Semestinya kita lebih merasakannya, sebelum kritik itu datang, karena kita sendiri mengalaminya. Atau mungkin perih itu malah sudah tak terasa lagi, ruh ini telah lumpuh, terlalu banyak luka yang tergores.

Jujur dengan sesungguhnya, sebagian besar dari kita menjalani semua ini bukan berorientasi pada materi dan kekuasaan. Jika di antara kita ada yang memiliki niat berbeda, itu persoalan lain. Menjalani kepayahan ini bukan untuk tujuan dunia. Tetapi kian hari makin banyak yang tersita oleh hiruk pikuk aktifitas politik ini, memporak-porandakan amal-amal kita. Bukan hanya ibadah kita yang berantakan, makin banyak rambu-rambu syar’i yang (terpaksa) diabaikan, makin terbiasa melangkah di wilayah abu-abu.

Mungkinkah kita salah jalan? Mungkin lebih baik diri ini pergi. Meninggalkan jalan sulit yang harus berpayah-payah menyusurinya. Melepaskan kesulitan ini untuk mengejar kesalihan pribadi. Uzlah, sepertinya lebih mudah untuk ditempuh. Tak perlu lagi direpotkan mereka, tak usah pedulikan mereka. Agar dapat mengkonsentrasikan diri dengan ibadah sepuasnya, tanpa banyak terganggu, menikmati kesendirian bersama-Nya.

Sulit untuk menepis kekhawatiran jika diri ini akan terjerumus bersama mereka. Tetapi sama besarnya atas kekhawatiran jika urusan umat ini diserahkan kepada mereka yang tak berakhlak, tak memiliki  komitmen terhadap dakwah ini. Jika orang baik-baik tak sudi menempuh kotornya jalan ini, hanyalah mereka yang bermental makelar dan para preman yang mau menempuhnya, leluasa menentukan kebijakan publik. Berharap sedikit saja mewarnainya dengan sentuhan dakwah.

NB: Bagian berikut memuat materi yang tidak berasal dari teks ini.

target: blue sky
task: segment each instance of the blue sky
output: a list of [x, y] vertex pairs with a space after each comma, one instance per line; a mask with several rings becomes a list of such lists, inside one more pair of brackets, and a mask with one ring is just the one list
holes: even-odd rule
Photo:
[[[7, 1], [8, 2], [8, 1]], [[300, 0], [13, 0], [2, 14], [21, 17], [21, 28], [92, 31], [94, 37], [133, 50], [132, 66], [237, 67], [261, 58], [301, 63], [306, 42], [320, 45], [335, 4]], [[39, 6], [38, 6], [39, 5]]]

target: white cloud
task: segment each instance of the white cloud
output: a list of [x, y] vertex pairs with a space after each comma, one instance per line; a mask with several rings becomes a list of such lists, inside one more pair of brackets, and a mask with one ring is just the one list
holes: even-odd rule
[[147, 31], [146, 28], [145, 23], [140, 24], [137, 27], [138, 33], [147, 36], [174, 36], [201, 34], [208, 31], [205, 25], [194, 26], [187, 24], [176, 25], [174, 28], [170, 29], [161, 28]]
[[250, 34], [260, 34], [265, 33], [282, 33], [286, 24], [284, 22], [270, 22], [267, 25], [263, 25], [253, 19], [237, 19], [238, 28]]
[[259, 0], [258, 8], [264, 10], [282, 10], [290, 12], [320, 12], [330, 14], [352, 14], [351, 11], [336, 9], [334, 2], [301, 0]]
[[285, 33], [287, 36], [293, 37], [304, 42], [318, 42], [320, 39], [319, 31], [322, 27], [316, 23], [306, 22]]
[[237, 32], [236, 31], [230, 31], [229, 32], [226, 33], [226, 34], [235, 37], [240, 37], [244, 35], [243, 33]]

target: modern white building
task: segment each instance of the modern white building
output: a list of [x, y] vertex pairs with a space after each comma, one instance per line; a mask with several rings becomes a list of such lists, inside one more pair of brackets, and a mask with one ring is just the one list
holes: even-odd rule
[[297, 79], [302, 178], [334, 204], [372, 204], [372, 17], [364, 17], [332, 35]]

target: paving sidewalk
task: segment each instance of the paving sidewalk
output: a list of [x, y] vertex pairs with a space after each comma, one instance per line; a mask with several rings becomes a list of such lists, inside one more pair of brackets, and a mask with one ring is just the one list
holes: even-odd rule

Teguh bertahan di jalan ini betapapun sulitnya, di antara hingar bingar godaan yang menghujam, meski dari keteguhan ini, banyak hal dari kami yang luluh lantak. Tetapi untuk membiarkan umat ini dalam kepayahan, meninggalkan mereka tertatih-tatih, rasanya terlalu berat meski juga dibayangi kekhawatiran jika diri ini akan terjerumus bersama mereka. Cinta kami kepada umat ini, berbuah keinginan untuk mengayomi dan menuntun mereka, meski kami sendiri juga tertatih. Keinginan menolong mereka, memaksa kami rela menjalaninya.

Dan harus menjalaninya. Agama ini hidup dari dakwah dan perjuangan. Jangan harap untuk bersenang-senang dan menikmatinya sendiri, tantangan itu tak kan membiarkan begitu saja. Regenerasi agar ia tetap kokoh terjaga, dan terus bisa dinikmati. Mungkin kita sanggup menjalani agama ini meski harus memakan akar-akar pohon, tetapi terpikir juga mereka yang masih butuh untuk dituntun dan dipapah.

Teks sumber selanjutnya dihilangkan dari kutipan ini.